Resting unconformably on the 2 billion year old granite, the Tapeats is seen here as a darker layer on top of the ligheter tan igneous rock at the base. This photograph was taken on Highway 87, at the crossing of the East Fork of the Verde River.

Also taken at the Verde River outcrop, the overhanging Tapeats ledge seen here contained the trace fossil Skolithos, vertically burrowing worm like creatures that are index fossils to the lower Cambrian. The Tapeats here consists of very coarse to fine massive and cross bedded sandstones, with flat deposited layers from tidal deposits that contain the Skolithos. Dimples from sea anenomies have also been found here, forming in small groups.

Close up of the Tapeats at the same Verde River outcrop, showing crossbedding from underwater marine dunes that are interbedded with corse flat bedded conglomerates from shore line wave deposits.
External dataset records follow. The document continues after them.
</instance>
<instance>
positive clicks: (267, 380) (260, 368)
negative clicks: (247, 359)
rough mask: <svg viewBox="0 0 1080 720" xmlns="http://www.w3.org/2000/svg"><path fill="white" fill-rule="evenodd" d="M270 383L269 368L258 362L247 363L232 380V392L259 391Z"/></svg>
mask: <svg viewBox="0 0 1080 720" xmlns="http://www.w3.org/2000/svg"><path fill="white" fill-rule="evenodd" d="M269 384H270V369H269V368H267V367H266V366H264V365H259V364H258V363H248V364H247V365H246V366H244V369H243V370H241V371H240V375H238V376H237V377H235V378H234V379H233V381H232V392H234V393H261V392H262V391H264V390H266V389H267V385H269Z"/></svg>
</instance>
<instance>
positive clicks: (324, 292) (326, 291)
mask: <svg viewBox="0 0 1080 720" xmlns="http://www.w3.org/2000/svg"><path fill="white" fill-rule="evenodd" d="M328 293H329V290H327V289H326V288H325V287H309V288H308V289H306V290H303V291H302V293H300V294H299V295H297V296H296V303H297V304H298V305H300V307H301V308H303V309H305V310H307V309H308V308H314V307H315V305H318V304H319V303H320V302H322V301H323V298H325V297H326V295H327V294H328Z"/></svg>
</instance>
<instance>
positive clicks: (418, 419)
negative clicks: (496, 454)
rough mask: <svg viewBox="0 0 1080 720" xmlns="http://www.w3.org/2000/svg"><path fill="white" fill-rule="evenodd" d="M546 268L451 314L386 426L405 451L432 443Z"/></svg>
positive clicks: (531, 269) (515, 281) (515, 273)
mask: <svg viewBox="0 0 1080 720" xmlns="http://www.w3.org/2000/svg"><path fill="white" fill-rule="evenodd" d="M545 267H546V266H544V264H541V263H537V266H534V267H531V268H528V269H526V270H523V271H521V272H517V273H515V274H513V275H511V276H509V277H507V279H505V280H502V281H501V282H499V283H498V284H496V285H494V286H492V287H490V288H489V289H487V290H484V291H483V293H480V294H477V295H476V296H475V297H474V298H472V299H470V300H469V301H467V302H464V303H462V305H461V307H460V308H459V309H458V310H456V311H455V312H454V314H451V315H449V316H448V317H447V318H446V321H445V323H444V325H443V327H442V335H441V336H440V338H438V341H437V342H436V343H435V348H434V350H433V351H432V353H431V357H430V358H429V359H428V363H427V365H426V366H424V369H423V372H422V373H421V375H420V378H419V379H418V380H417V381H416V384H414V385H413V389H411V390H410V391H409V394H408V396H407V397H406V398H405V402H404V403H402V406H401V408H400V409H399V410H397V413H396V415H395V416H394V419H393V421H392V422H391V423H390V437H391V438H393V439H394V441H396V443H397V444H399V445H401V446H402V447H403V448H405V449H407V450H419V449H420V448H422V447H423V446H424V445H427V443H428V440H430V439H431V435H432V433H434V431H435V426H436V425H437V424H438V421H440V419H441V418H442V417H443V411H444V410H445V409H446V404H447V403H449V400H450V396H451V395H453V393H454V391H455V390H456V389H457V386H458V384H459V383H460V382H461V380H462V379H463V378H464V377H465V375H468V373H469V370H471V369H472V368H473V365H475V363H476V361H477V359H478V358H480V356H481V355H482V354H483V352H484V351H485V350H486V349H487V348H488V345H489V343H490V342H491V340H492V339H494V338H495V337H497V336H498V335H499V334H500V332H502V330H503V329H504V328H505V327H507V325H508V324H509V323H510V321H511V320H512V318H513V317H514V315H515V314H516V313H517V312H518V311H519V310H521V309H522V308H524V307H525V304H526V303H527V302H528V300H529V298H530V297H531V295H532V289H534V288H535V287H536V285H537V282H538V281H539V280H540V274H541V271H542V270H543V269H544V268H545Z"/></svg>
This image shows the relationships over most of northern Arizona of The Precambrian through Devonian contacts. It was taken from Highway 87, and The East Fork of the Verde, just north of Payson. On the bottom, the pink 1.8 By precambrian granite forms a firm foundation for the sedimentary layers above. Lying nonconformably upon the granite is the Cambrian Tapeats Sandstone, with its lenslike lithology evident. At this location, few subareal crossbeds are present, if any, indidating a deposit that was completely within the tidal zone, complete with Skolithos trace fossils. The grey limestone ledges above the Tapeats are the Devonian Martin formation, which lies unconformably on the Tapeats.

Another view from East Fork of the Verde, a closer view of the Martin on top of the Tapeats. At this boundry exactly, we have seen arthrodire plates (primitive fish) occasionally, some actually formed into the sandstones upper inch or so. This has caused much confusion over the years as to the exact age of the Tapeats, which at one point was considered Devonian on the upper most layers. But how can devonian fossils be found actually pressed into the upper layers of solid cambrian rock? Reworking is the answer. The top few inches of the Tapeats was reworked back into sand during the devonian, and some fish material was preserved in it as it relithified.
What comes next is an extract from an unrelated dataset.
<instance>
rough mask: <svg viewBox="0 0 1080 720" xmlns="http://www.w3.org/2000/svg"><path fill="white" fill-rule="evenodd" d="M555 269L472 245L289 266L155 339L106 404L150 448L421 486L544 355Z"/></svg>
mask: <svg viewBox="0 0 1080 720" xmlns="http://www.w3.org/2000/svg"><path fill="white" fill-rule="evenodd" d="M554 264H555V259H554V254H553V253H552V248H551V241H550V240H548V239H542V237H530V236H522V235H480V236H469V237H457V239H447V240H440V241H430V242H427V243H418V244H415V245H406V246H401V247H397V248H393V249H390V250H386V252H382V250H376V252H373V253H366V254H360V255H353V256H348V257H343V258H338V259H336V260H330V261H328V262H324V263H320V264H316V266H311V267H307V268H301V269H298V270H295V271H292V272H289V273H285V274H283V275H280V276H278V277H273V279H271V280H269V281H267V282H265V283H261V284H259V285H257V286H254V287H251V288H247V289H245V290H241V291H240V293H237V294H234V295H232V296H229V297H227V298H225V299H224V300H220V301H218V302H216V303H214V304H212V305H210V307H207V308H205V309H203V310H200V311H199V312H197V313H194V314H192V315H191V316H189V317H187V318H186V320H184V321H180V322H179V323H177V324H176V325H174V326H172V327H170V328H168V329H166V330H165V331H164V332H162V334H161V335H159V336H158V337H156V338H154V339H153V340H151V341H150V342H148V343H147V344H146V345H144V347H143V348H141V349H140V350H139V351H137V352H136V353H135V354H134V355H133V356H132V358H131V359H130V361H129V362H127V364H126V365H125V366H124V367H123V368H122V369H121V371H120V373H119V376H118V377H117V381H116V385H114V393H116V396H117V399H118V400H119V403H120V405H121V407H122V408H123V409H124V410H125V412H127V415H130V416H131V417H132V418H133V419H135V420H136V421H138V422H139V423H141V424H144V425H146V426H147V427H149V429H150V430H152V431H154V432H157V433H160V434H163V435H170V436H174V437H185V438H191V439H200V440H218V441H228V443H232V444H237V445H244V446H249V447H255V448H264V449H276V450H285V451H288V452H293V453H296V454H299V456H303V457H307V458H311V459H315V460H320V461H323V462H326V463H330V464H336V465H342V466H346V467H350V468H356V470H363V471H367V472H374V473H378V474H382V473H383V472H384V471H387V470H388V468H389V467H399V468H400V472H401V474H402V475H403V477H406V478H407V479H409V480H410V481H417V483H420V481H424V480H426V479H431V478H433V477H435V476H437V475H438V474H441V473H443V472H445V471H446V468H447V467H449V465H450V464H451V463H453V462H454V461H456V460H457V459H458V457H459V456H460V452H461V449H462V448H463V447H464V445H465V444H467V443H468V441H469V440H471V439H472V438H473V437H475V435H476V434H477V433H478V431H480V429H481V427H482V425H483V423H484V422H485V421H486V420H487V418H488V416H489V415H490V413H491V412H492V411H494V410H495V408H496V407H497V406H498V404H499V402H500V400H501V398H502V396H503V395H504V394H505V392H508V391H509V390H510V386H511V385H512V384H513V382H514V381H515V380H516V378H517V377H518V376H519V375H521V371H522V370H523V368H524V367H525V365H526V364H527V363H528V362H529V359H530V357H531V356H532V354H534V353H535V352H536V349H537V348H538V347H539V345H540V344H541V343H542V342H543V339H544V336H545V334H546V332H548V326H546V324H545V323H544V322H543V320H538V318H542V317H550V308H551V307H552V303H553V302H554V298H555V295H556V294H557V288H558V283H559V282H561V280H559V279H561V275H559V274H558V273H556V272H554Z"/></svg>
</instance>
Seen from Flowing Springs road, just off of Highway 87 north of the town of Payson, the grandeur of the Tapeats can be fully appreciated. Like a little grand canyon, the East Fork of the Verde cut into the surrounding rock, forming these elegant outcrops for geologists to enjoy! Note how the Devonian Martin formation, above the Tapeats quickly changes from a ledge forming limestone, to a slope forming shale above.

Just down the road from the above shot, the bold cliffs of the Devonian Martin Formation lies unconformably upon the Tapeats. The arthrodire plates lie in the flat ledge just above the Tapeats, at thier contacts.